One of the world’s most unique cross-border cultural institutions, the iconic Haskell Free Library and Opera House, has marked a new chapter in its long history with the opening of a dedicated new entrance located entirely on Quebec soil. The development comes nearly three years after the 2025 Trump administration implemented a pause on public use of the library’s historic main entrance, which sits on United States territory and had been freely accessed by visitors from both Canada and the United States for more than a century.
Straddling the international boundary between Stanstead, Quebec and Derby Line, Vermont, the Haskell Library has occupied a one-of-a-kind space since its founding in the early 1900s. For generations, readers and guests from both countries moved seamlessly through its US-side main entrance, a quiet symbol of the open, cooperative relationship that long defined the world’s longest undefended border. Locals and frequent visitors relied on this access for decades, with many Quebec residents making regular trips to borrow books, attend community events, and enjoy the library’s programming without requiring border clearance.
When the Trump administration suspended access to that main entrance in 2025, the move disrupted a long-standing informal arrangement that had shaped community life on both sides of the border. Facing ongoing restricted access, regional and institutional stakeholders moved forward with a plan to construct a fully Canadian entrance that would allow visitors from Quebec to enter the library without crossing into US territory at any point. That years-long planning and construction project has now come to fruition, delivering a new permanent access point that preserves the library’s role as a shared community resource for northern Vermont and southern Quebec.

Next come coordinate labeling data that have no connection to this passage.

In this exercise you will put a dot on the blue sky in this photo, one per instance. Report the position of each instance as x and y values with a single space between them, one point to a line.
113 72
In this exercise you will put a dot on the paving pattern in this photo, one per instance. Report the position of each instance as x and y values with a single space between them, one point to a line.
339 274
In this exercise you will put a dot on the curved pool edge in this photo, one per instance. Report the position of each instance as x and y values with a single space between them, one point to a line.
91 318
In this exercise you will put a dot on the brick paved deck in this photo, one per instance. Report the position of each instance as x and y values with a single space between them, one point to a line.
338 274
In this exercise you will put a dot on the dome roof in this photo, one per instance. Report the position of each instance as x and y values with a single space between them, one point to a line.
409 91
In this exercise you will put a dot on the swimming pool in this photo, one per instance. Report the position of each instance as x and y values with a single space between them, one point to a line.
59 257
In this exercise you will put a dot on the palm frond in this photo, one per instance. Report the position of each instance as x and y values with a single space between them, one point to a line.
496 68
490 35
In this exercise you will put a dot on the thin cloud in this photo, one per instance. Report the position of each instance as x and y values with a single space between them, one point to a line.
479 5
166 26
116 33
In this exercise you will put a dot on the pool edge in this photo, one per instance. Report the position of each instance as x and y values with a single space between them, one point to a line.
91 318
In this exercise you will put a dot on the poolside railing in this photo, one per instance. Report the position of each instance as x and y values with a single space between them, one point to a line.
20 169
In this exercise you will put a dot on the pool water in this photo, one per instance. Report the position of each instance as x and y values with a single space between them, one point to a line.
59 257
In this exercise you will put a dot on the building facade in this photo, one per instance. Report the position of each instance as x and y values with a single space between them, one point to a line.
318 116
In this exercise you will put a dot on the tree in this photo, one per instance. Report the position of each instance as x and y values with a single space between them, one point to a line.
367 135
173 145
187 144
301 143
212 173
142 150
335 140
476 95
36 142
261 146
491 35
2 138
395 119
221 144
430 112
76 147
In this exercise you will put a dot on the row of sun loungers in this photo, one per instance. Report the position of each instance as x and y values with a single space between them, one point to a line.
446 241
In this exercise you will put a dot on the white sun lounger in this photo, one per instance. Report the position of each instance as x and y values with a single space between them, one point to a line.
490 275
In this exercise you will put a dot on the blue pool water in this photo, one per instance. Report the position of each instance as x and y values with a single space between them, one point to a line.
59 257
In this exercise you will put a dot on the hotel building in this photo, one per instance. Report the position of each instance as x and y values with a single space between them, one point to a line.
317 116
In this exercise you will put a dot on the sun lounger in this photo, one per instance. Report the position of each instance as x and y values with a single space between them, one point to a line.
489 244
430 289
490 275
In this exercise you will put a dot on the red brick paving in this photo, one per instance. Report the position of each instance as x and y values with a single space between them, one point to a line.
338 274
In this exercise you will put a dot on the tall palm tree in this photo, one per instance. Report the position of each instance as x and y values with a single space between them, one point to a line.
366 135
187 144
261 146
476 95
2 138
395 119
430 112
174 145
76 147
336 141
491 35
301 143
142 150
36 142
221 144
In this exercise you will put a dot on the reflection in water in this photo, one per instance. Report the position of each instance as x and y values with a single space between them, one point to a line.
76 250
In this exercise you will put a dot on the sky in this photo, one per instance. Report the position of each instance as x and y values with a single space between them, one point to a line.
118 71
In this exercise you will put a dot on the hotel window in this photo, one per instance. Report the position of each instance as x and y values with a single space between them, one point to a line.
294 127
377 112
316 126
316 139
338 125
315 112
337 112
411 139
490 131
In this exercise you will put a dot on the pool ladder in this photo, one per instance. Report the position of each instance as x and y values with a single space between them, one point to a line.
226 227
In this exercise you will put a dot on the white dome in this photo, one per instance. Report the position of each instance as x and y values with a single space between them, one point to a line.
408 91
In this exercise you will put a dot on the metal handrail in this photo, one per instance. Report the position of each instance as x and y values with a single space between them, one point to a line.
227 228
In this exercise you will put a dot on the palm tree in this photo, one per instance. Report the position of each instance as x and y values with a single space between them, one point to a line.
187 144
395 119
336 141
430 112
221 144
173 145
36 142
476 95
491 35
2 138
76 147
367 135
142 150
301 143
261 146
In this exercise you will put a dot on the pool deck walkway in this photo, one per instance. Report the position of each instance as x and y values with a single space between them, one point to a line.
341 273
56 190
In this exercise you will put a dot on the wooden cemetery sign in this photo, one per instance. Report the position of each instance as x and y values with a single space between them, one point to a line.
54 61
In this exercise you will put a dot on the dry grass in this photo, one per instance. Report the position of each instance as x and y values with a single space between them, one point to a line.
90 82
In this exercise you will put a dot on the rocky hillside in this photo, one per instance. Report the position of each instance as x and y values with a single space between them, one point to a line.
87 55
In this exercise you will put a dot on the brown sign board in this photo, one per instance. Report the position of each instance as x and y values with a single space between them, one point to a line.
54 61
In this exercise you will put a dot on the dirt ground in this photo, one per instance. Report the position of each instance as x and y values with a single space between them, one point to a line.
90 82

The new entrance marks a historic adjustment for an institution that has long embodied the close ties between the two neighboring countries. While the shift alters decades of border access tradition, it ensures that the library can continue to serve its full cross-border community amid changing border policies. Community leaders on both sides have emphasized that the project protects the library’s core mission as a public cultural space, even as it adapts to new restrictions on cross-border movement.